# Games that got released on your birthday



## BORTZ (Jul 24, 2017)

I was recently shocked on two fronts when I learned that Nintendo is remaking Mario & Luigi Super Star Saga in the new 3DS engine. On top of that, it getting released on my birthday this fall, October 6th. To my knowledge, I have never had a birthday coincide with a release date of a game I care about. So what about you guys? Have you ever had a noteworthy game released on your birthday?


----------



## wormdood (Jul 24, 2017)

i dont think i have had or ever will have that pleasure 
my birthday is 3 days after Christmas


----------



## Tom Bombadildo (Jul 25, 2017)

I've seen a fair few games released on my birthday, though I can't find lists by just googling "Games released on Sept. 22nd"  

Project Cars 2 is releasing on my birthday this year, which is nice. I might pick it up, since I got a nice racing wheel for Project Cars 1.


----------



## HamBone41801 (Jul 25, 2017)

jeez. the only thing that happened on my birthday was three suicide bombings in Baghdad.


----------



## Taleweaver (Jul 25, 2017)

None that interested me. The closest thing I can recall is UT2004, which was 8 days later (on 16th of March).


----------



## DinohScene (Jul 25, 2017)

Ni No Kuni 2 will release on me bday.

In the past.. dun really have a clue.


----------



## BORTZ (Jul 25, 2017)

DinohScene said:


> Ni No Kuni 2 will release on me bday.
> 
> In the past.. dun really have a clue.


Thats like the most perfect thing ever


----------



## DinohScene (Jul 25, 2017)

BORTZ said:


> Thats like the most perfect thing ever



Deffo.
Limited collectors edition on me bday of that game!
Perfect gift!


----------



## AmandaRose (Jul 25, 2017)

I could not find  a list of games that came out on my birthday but what I did find was a list of games cancelled because of my birthday which is September the 11th one notable game was Propeller Arena on the Dreamcast which Sega had been hoping would turn around the fortunes of the Dreamcast.


----------



## Deleted User (Jul 25, 2017)

All Original Xbox launch titles and the console itself released the very day I was born.


----------



## Pik4chu02 (Jul 25, 2017)

3 years before I was born Super Smash Bros. for the Nintendo 64 was released in Japan on January 21, 1999


----------



## CannonFoddr (Jul 25, 2017)

I don't personally know if any game had been released on my birthday - so I googled it....
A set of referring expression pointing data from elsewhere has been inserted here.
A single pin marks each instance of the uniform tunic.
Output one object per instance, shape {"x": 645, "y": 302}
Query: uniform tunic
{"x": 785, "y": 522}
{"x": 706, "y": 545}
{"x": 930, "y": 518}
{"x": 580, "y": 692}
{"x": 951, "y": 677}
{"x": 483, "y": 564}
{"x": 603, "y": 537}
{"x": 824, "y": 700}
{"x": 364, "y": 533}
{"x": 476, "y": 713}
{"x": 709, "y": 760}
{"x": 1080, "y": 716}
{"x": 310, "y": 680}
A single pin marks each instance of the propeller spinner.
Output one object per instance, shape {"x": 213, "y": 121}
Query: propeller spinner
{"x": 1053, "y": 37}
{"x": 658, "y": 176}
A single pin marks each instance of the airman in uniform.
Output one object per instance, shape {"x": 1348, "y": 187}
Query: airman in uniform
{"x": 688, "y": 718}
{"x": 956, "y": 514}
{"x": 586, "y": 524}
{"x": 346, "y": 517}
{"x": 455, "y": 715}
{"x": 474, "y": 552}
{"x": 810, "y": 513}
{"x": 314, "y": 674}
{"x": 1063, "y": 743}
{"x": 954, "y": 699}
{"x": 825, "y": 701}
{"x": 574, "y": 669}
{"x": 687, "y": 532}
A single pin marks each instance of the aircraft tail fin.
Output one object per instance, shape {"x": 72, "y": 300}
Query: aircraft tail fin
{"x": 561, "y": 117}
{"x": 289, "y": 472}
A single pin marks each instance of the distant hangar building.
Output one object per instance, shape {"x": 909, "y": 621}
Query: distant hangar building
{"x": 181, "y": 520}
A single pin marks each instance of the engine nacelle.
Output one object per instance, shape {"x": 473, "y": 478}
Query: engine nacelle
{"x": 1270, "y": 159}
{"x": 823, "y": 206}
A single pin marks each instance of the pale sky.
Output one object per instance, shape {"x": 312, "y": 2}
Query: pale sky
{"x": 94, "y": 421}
.. apparently a game was released last year, quite famous I believe (FYI I'm not a fan of this series) but couldn't find any for the actual YEAR I was born


Spoiler












My older sister however, who was born on the 19th (couple of years before me) - has a few games released on her birthday (but none in the year)


The game Hitman: Codename 47 is released on the PC.
The game Wii Sports is released.

The video game "Uncharted: Drake's Fortune" is released on the PlayStation 3.

The Legend of Zelda: Twilight Princess is released for the Wii and the GameCube


----------



## CitizenSnips (Jul 25, 2017)

seems like a lot of games release right around a day before my birthday which is November 23rd


----------



## Bent (Jul 25, 2017)

Normally my birthday hasn't been a prime game release time.  That changed this year, the Switch was released on my birthday, March 3.


----------



## smileyhead (Jul 25, 2017)

Splatoon 2 got released on my 17th birthday (21st July 2017). Pre-ordered and got it day one! Now I just need a Switch.


----------



## BORTZ (Jul 25, 2017)

smileyhead said:


> Splatoon 2 got released on my 17th birthday (21st July 2017). Pre-ordered and got it day one! Now I just need a Switch.


wait why did you preorder it and get it day one if you dont own a switch lol


----------



## Flame (Jul 25, 2017)

smileyhead said:


> Splatoon 2 got released on my 17th birthday (21st July 2017). Pre-ordered and got it day one! Now I just need a Switch.








BORTZ said:


> wait why did you preorder it and get it day one if you dont own a switch lol




why do crack smiley heads do crack in the 1st place?


----------



## smileyhead (Jul 25, 2017)

BORTZ said:


> wait why did you preorder it and get it day one if you dont own a switch lol



since it's my birthday, I got it for free
so I already have a game to play when I get the Switch



Flame said:


> why do crack smiley heads do crack in the 1st place?


I don't do crack.


----------



## Issac (Jul 25, 2017)

Hey You, Pikachu! Was released in Japan on my birthday. 

When I was 5 days old, the first Mega Man game was released. When I was 6 days old, Final Fantasy was released.


----------



## Saiyan Lusitano (Jul 25, 2017)

BotW/Switch was released 3 days before my birthday.


----------



## Foxchild (Jul 25, 2017)

Obduction (which I backed) was 2 days after my birthday, which made a cool, if late, present.


----------